PAECs from a hPAH patient were either infected with lentivirus of shLtb4r1 (shRNA targeting LTB₄ receptor 1, LTB₄RI), shTgfβr1 (shRNA silencing TGF-β receptor 1, TGFβR1), shSmad3, or were treated with a p38 blocker (SB203580, 1uM). All measurements were carried out 7 days post-treatment. (A and B) Representative flow cytometry contour plots and quantification of hPAH-PAECs stained for cleaved Caspase 3. n=6. (C and D) Representative flow cytometry contour plots and quantification of cells stained for Ki67. n=6. (E and F) Representative phase-contrast light microscopy images and quantification. n=6. Scale bar, 100μm. (G and H) Representative confocal images and quantification of cells stained with VE-cadherin (green). DAPI (blue) identifies nuclei. Red arrow heads point to the discontinuous cellular junctions in G. n=6. Scale bar, 100μm. (I and J) Representative confocal staining and quantification of 5-LO (green). DAPI (blue) identifies nuclei. White arrows point to endogenous 5-LO expression in the nucleus in I; white arrow heads indicate the nuclear envelope and ER and Golgi membrane localized 5-LO in I. n=6. Scale bar, 100μm. (K) Measurements of LTB₄ in the culture medium. n=6. (L) Transcripts of Illr1, Il6r, Tlr2 and Tlr4. n=6. All data are presented as mean and SEM; Kruskal-Wallis test between inhibitor treatment groups versus vehicle control groups (white bar); ns, not significant, *p<0.05.

EndMT, observed in BMPR2-low/[LTB₄]-high conditions, requires canonical TGF-β signaling.

SMAD2/3-mediated canonical TGF-β is implicated in PAEC EndMT in vitro^21,22 Here, we tested the importance of canonical TGF-β signaling for the mesenchymal cell-like phenotype. Strategies that blocked LTB₄ (shLtb4r1) or inhibited canonical TGF-β signaling (shTgfβr1 or shSmad3) abolished hPAH-PAEC spindle cell morphology, restored cellular junctions, attenuated α-SMA expression, reduced Calponin, Snail, Slug mRNA transcription and normalized Ve-cadherin (Figure 6, E, G and H, Supplemental Figures 12B and 14, and Supplemental Table 1). By contrast, blocking p38-mediated noncanonical TGF-β signaling did not affect EndMT (Figure 6, E, G and H and Supplemental Figures 12 and 14). Cumulatively, these results indicate that the evolution of a mesenchymal phenotype in this model requires canonical TGF-β signaling.

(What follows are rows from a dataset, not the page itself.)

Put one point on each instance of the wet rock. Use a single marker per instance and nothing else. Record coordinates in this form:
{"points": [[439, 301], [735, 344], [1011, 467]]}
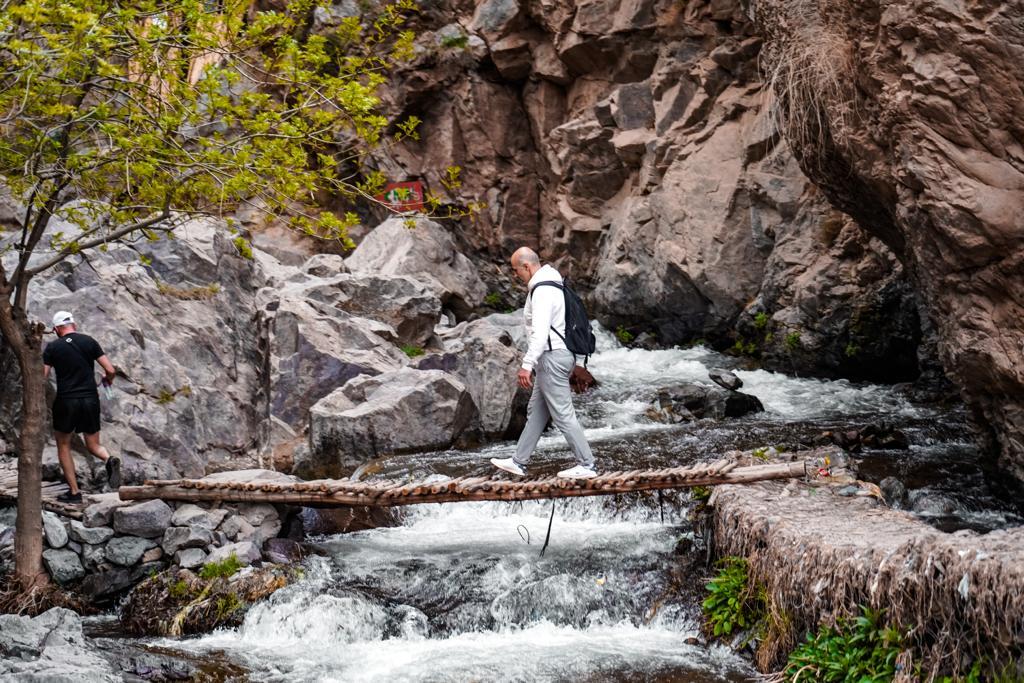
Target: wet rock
{"points": [[246, 551], [189, 558], [409, 410], [426, 253], [147, 519], [88, 535], [682, 401], [725, 379], [283, 551], [105, 586], [53, 529], [99, 511], [64, 565], [193, 515], [176, 538], [49, 647], [894, 492], [127, 550]]}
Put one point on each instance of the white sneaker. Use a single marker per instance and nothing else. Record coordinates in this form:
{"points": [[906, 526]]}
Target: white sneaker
{"points": [[578, 472], [508, 465]]}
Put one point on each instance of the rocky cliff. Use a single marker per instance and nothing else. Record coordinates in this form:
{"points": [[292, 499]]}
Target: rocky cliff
{"points": [[909, 116], [634, 143]]}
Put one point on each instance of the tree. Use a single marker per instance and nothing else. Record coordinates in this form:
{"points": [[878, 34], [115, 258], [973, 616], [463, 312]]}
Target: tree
{"points": [[126, 119]]}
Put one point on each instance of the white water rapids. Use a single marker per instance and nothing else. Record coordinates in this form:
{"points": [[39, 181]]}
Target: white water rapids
{"points": [[456, 593]]}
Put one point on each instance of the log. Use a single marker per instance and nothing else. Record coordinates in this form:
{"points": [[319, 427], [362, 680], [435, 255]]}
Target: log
{"points": [[469, 488]]}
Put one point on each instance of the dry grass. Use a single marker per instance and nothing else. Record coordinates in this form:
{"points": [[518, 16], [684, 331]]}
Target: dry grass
{"points": [[15, 600], [820, 556], [808, 72]]}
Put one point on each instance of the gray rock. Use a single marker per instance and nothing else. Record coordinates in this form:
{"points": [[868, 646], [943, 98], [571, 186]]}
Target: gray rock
{"points": [[99, 511], [147, 519], [484, 357], [238, 528], [409, 410], [53, 529], [90, 535], [894, 492], [193, 515], [127, 550], [283, 551], [64, 565], [176, 538], [725, 379], [189, 558], [246, 551], [426, 253], [257, 513], [107, 585], [49, 647], [92, 556]]}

TGF-β signaling is required for inflammatory endothelial phenotype.

PAECs and the neointima in the current model are remarkable for increased nuclear envelope 5-LO, LTB₄ biosynthesis and other inflammatory mediators. Given the demonstrated relationship between noncanonical and canonical TGF-β signaling, we evaluated how these pathways related to the inflammatory parameters observed in culture. Blocking either canonical and/or noncanonical TGF-β signaling prevented translocation of 5-LO in the PAEC nuclei, thus attenuating endothelial LTB₄ biosynthesis (Figure 6, I–K). Additionally, blocking TGF-β reversed IL-1, IL-6 or TLR-mediated vascular inflammation (Figure 6L and Supplemental Table 1). Collectively, the cumulative results demonstrate that the inflammatory phenotype of the transformed PAECs requires TGF-β signaling.

Blocking TGF-β signaling attenuates 5-LO-induced PAH in the Bmpr2 mutant rats.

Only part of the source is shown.